Als erstes solltest du dir natürlich überlegen, welche Sprache dich eigentlich am meisten interessiert. Wenn du diese Frage beantworten kannst, brichst du die Auswahl auf wenige Länder herunter oder es kommt sogar nur noch eines infrage.

Willst du eine exotische Sprache lernen und dich damit auf dem Arbeitsmarkt hervorheben? Einige asiatische Länder gewinnen wirtschaftlich immer mehr an Bedeutung. Eine Sprache aus diesem Raum gut bis sehr gut zu beherrschen, ist für jeden Europäer ein großer Vorteil und kann die späteren Berufsperspektiven erheblich verbessern. Zur Auswahl stehen mindestens vier Länder, in denen du eine gefragte asiatische Sprache lernen kannst: Japan, Südkorea, Hongkong und Taiwan. Auch Singapur bietet ein dem Work & Travel sehr ähnliches Programm. Während Hongkong und Singapur auch sinnvolle Destinationen darstellen, um dein Englisch zu verbessern, musst du in Japan, Südkorea und Taiwan meist die Landessprache lernen.

Wer es vor allem auf Englisch abgesehen hat, für den kommen neben Hongkong und Singapur die drei Work & Travel-Klassiker infrage: Australien, Neuseeland und Kanada. Für die USA gibt es zwar bislang keine einjährigen Working-Holiday-Visa, aber es gibt ein paar Alternativen für junge Menschen, die dem Work & Travel-Programmen ähnlich sind, allerdings nur etwa ein halbes Jahr dauern.

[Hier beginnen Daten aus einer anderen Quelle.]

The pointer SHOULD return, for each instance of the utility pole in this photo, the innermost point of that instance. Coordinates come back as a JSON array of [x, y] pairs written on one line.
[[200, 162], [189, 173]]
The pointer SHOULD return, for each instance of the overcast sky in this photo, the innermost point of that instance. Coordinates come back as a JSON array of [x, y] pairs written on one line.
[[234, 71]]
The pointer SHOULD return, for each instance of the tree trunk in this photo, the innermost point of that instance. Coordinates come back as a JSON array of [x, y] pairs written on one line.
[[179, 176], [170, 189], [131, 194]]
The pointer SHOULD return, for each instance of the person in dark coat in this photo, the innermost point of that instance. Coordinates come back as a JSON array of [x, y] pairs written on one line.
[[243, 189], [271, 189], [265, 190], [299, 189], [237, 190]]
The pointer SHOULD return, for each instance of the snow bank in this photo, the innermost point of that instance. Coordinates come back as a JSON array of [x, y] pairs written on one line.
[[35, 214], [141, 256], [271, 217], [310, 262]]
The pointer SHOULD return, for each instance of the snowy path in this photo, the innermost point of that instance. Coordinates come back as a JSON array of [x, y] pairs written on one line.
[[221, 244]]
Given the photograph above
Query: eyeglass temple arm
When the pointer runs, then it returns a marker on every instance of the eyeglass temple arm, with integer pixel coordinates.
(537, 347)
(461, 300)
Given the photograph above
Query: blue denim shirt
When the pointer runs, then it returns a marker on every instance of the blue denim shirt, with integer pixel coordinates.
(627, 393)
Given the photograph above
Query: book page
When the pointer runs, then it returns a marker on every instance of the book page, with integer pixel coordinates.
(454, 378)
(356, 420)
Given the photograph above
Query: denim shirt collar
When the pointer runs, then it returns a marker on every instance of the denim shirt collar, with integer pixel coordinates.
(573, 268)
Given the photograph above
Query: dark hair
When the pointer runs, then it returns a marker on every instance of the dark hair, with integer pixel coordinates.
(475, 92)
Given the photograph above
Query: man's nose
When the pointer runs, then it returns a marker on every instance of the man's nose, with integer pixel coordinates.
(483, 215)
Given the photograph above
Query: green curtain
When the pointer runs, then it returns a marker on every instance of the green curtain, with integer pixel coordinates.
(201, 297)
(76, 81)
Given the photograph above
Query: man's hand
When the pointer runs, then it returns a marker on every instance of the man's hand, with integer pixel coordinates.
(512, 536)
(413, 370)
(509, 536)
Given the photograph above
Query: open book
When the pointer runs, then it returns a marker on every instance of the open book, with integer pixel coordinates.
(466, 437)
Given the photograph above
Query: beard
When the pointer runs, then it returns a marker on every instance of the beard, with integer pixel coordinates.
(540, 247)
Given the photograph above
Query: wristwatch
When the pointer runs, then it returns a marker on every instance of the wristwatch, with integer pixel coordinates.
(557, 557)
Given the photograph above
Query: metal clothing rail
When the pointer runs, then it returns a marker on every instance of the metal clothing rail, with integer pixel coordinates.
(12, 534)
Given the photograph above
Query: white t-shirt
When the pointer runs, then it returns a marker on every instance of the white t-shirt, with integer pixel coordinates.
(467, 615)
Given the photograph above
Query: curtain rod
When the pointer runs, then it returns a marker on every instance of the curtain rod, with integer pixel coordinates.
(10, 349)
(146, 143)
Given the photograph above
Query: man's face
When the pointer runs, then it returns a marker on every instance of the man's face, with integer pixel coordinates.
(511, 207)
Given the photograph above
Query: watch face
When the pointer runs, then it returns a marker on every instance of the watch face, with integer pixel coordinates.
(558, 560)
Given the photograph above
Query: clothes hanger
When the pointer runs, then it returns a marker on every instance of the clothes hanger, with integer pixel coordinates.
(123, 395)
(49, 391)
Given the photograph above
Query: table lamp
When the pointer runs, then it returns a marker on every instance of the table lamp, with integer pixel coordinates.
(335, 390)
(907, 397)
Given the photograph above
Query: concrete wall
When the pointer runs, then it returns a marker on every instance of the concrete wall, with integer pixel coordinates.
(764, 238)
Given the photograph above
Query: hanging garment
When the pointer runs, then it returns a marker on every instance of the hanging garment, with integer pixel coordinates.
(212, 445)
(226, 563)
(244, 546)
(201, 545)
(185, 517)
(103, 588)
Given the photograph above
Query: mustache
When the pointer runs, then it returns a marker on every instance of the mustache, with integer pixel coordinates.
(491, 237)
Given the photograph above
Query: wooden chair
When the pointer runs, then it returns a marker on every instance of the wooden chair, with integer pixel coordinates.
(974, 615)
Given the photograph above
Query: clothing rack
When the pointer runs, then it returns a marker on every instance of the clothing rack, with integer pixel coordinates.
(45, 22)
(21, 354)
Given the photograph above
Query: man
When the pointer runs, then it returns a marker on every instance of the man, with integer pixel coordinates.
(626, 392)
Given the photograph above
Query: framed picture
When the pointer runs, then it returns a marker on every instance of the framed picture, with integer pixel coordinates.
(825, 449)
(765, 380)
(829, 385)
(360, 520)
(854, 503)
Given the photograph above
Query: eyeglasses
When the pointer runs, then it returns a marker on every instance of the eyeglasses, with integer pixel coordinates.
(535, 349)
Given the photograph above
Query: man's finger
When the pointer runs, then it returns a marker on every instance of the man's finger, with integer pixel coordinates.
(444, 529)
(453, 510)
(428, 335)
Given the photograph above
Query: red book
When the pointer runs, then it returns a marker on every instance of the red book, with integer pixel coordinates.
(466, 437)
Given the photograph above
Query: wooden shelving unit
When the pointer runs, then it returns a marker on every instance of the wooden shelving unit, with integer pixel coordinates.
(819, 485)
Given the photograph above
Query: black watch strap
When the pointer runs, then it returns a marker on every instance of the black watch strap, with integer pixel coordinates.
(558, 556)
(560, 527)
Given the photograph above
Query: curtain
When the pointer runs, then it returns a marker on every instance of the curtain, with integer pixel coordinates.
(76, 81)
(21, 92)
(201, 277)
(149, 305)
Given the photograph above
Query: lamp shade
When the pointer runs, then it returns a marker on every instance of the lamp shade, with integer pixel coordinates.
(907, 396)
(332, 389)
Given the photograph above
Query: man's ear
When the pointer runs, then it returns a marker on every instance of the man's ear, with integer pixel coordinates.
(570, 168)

Wie gut sind deine Englischkenntnisse?

Spanisch und Portugiesisch sind zwei der weltweit meistgesprochenen Sprachen. Wenn du dich für diese Sprachen interessierst, kommt ein Work & Travel-Aufenthalt in Chile, Argentinien oder Brasilien infrage, die bislang einzigen südamerikanischen Länder, die ein Working-Holiday-Abkommen mit Deutschland haben. Kanada bietet außerdem die Besonderheit, dass du neben deinen Englischkenntnissen auch deine Französischfähigkeiten aufpolieren kannst. In dem beliebten nordamerikanischen Work & Travel-Land kannst du also gleich zwei Weltsprachen unter Muttersprachlern lernen.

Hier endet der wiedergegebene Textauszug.